Barack Obama's campaign website is fairly easy to navigate, and puts a great deal of information under the heading, "Meeting America's Energy Needs."  According to his website, Barack Obama is a major supporter of alternative fuels, and also supports fuel economy increases.

He supports gradually raising the Corporate Average Fuel Economy (CAFE) standards, so that our vehicles' fuel mileage increases without an all-at-once shock to the auto industry such as the one in the early 1970's over emissions.  A 4% annual increase in fuel economy is the target.

Mr.
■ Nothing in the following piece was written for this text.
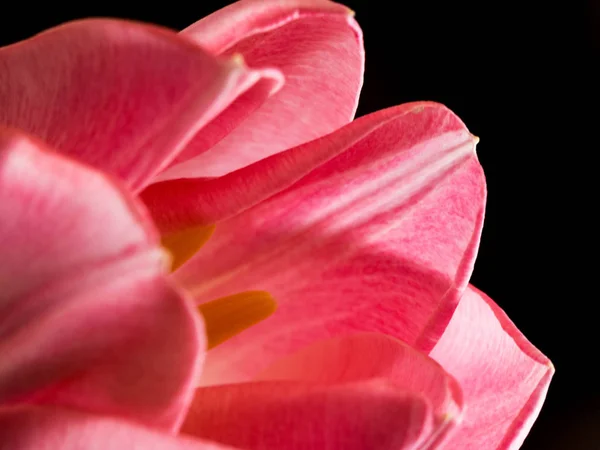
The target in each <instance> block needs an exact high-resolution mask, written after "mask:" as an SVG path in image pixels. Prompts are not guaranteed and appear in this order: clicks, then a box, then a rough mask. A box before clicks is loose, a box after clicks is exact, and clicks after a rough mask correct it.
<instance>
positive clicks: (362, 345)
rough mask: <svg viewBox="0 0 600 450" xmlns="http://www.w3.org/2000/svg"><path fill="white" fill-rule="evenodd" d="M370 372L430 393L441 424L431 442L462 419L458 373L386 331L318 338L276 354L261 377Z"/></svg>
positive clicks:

Obama supports tax credits for fuel stations that install E-85 ethanol pumps, which would help increase the availability of the (mostly) renewable fuel.  The credit would cover 30% of the cost of converting an existing pump to E-85.  Also, in another bill, oil companies that made $1 billion in profit in the first quarter of 2006 would be required to spend 1% of those profits installing E-85 pumps.  These ideas, if enacted, may help fill a gap in the supply chain between ethanol producers and owners of flexible-fuel vehicles.  I personally owned a Flex-Fuel Chevrolet pickup truck, but as the nearest ethanol pump was in the next county, I never used the fuel.

Along with supporting ethanol, Barack Obama has introduced a bill requiring domestic production of "alternative diesels" (such as biodiesel), a production target of 2 billion gallons by 2015.
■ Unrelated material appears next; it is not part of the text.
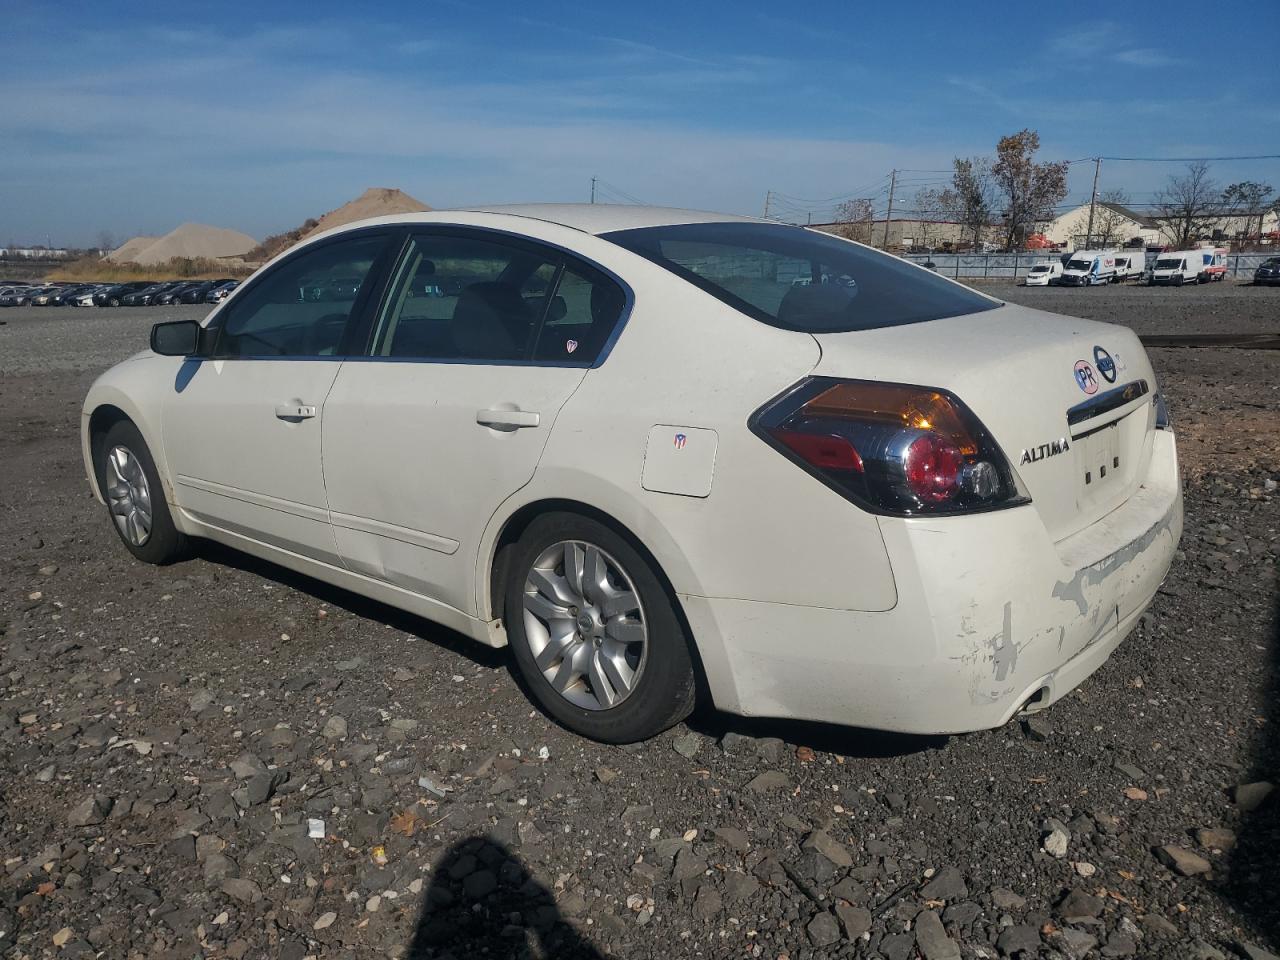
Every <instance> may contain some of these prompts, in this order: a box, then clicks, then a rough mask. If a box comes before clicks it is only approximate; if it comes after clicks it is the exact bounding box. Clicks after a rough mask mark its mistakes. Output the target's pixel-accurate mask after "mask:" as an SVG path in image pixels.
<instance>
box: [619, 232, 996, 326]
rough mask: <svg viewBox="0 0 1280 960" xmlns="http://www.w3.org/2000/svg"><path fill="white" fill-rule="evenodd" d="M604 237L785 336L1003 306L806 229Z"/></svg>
mask: <svg viewBox="0 0 1280 960" xmlns="http://www.w3.org/2000/svg"><path fill="white" fill-rule="evenodd" d="M604 238H605V239H608V241H612V242H614V243H617V244H620V246H622V247H626V248H627V250H630V251H632V252H635V253H639V255H640V256H644V257H646V259H649V260H652V261H654V262H655V264H658V265H659V266H663V268H666V269H667V270H671V271H672V273H673V274H676V275H677V276H682V278H684V279H686V280H689V282H690V283H692V284H694V285H695V287H699V288H701V289H704V291H707V292H708V293H710V294H712V296H714V297H717V298H718V300H721V301H723V302H726V303H728V305H730V306H731V307H735V308H736V310H740V311H742V312H744V314H746V315H748V316H753V317H755V319H756V320H760V321H762V323H765V324H769V325H772V326H781V328H783V329H787V330H803V332H805V333H838V332H849V330H870V329H876V328H881V326H897V325H900V324H915V323H923V321H927V320H941V319H943V317H948V316H960V315H963V314H975V312H978V311H983V310H993V308H996V307H998V306H1001V303H1000V302H998V301H995V300H991V298H989V297H984V296H982V294H979V293H975V292H973V291H968V289H965V288H964V287H960V285H959V284H955V283H951V282H950V280H946V279H942V278H941V276H938V275H936V274H933V273H929V271H927V270H922V269H920V268H918V266H915V265H913V264H909V262H906V261H905V260H901V259H899V257H895V256H890V255H887V253H881V252H879V251H876V250H870V248H868V247H863V246H860V244H856V243H850V242H847V241H842V239H840V238H837V237H832V236H829V234H824V233H819V232H817V230H809V229H804V228H801V227H787V225H783V224H762V223H705V224H678V225H673V227H644V228H639V229H631V230H618V232H614V233H607V234H604Z"/></svg>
He also had a hand in launching a General Accountability Office investigation (due to be completed in April) into whether or not oil companies are fighting the installation of alternative fuel pumps.

While all those ideas would certainly help us reduce our dependence on oil, it's his hybrid vehicle deal that's the most creative.  He intends to encourage domestic automakers to produce hybrids by helping them with the costs of their retirees' healthcare.  Retiree costs are a major burden on the Detroit automakers, such a burden that the added costs put them at a distinct disadvantage to other manufacturers.  In exchange for helping lift this burden, the automakers would invest 50% of the money saved into hybrid technology.